I have been married to my wife for 9 years(Me-37/wife-33) and we have one daughter together. Three weeks ago my wife admitted to me that she slept with another guy and wanted a separation, it hurt to hear all that. I couldn't be too mad because I was on the verge of sleeping with someone else also. She explained to me that she has been unhappy with her relationship with me for the past five years. The issues being that when we get into arguements, I have said some harsh things like:"maybe I'm not the one for you" or "I don't feel the love from her". We would always make up and things would be fine until the next disagreement or until now. She also was unhappy with the amount of affection she was getting. I never knew she was this unhappy with me and that hurts the most. Two days from now she will be moving to a new place with our daughter. But we have still been living together as a couple since she wanted to separate. When we first discussed separation divorce seemed to be looming around the corner. She would tell me things like:"dating is okay while separated","felt connected with other guy"&"wants to find herself". Now I have been confused for the last week and a half because her tune has changed. We still have been having sex as usual and getting along quite well under the circumstances. We had sex the day after she told me the things I mentioned above. Hell, we had sex just yesterday. Now there are diferent goals for the separation: to work on our marriage and get back our spark. She wants us to date each other(no other people),meet for dinner,see a councelor and have family days. Seems like a good idea. But as the day of moving comes closer, we both are experiencing moments of sadness about living apart. Now she's afraid this separation may not work because there is a chance that we may like living apart, I feel the same way. But there is no talking her out of moving out because she feels that it needs to be done to help our relationship. There is no time table as to how long this separation will last. Her first day at her new place she wants to have sex with me in all the rooms. My question is, what does this mean? Please ladies give me some advice.


----------



## Hope1964 (Sep 26, 2011)

It means she wants to screw you and other guys.

Why are you still having sex with her? Have you been tested for STD's? For heavens sake man, she cheated on you and you're just going along with it and yes ma'aming everything she says?!?! 

And if you were really on the verge of sleeping with someone else, well, I don't even know what to say. Maybe the two of you deserve each other.


----------



## Shaggy (Jul 17, 2011)

Hope1964 said:


> It means she wants to screw you and other guys.
> 
> Why are you still having sex with her? Have you been tested for STD's? For heavens sake man, she cheated on you and you're just going along with it and yes ma'aming everything she says?!?!
> 
> And if you were really on the verge of sleeping with someone else, well, I don't even know what to say. Maybe the two of you deserve each other.


100% accurate.

I think she is continuing to give you sex becase she doesn't want you dating others during the separation, even though I suspect she will be. It's her way of keeping you locked in as plan b.

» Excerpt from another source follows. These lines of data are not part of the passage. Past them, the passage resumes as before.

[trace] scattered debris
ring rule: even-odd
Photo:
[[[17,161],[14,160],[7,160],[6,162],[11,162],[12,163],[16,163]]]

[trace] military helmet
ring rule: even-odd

The moment the sex stops, you knw she's decided that the other guy is working out and that you are done.
_Posted via Mobile Device_


----------



## square1 (Oct 31, 2011)

In another thread in the CWI section you admit to past infidelity as well. I think you both need to go your separate ways. She doesnt seem to want to stop and you are on the verge of doing it again. Continuing to have sex with each other is probably just going to complicate things and maybe spread some STDs


----------



## Lon (Jun 6, 2011)

Barry, looking back at my failed marriage (that also ended on a note of infidelity) as my point of reference for your story, sure she was unhappy, but realize that she made a conscious choice to have sex with another man while being married to you. Her unhappiness did not force her to make that choice, it was her character to make that decision when she had those feelings. And to cope with the immorality of her choice she has to use something as a justification - in this case she is using the biggest negative feeling she can find about her relationship to you (ie disatisfaction) and inflating it, polishing it and presenting it in the strongest possible way (unhappy, miserable, agonizing, draining etc). She is even going to the length of rewriting the marital history in her mind with this new idea in place of what her true feelings were at the time.

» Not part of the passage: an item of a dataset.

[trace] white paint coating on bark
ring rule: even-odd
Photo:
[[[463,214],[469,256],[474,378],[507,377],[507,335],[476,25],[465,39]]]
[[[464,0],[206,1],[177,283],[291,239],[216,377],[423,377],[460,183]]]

Now that you have been told this you can hopefully recognize that you are not to blame in this and she has no power over you that you don't give her, and at this point she deserves no power over you because she has shown she is not responsible with it.

Do not sweep this problem under the rug, if she is not genuinely remorseful and willing to do the heavy lifting to restore the trust in the relationship you can never really reconcile, this will only continue eroding the foundation and your relationship will not have a chance to actually develop. Also, don't have sex with her (and if you give in atleast wear protection because based on what you wrote she is clearly having sexual relations with other men)


----------



## baltimorebarry (Dec 7, 2011)

Thank you for your response Lon. But if you had to deal with me being as selfish & angry as I was for over 5 years you would have cheated on me to. None of us know how we will react to a situation until you go through it. I never thought I would cheat but throw in the right ingredients and bad attitude and you have the makings of someone looking to find someone else. AS far as STDs, we are both clean and we are not sleeping with other people. Believe it or not we are trying to work all of this out and get back together. I know it won't be easy but I am willing to take the journey.


----------



## accept (Dec 1, 2011)

I also think your marriage is doomed. But on another point. Its never good saying I am not the one for you. Thats almost inviting her to try someone else.


----------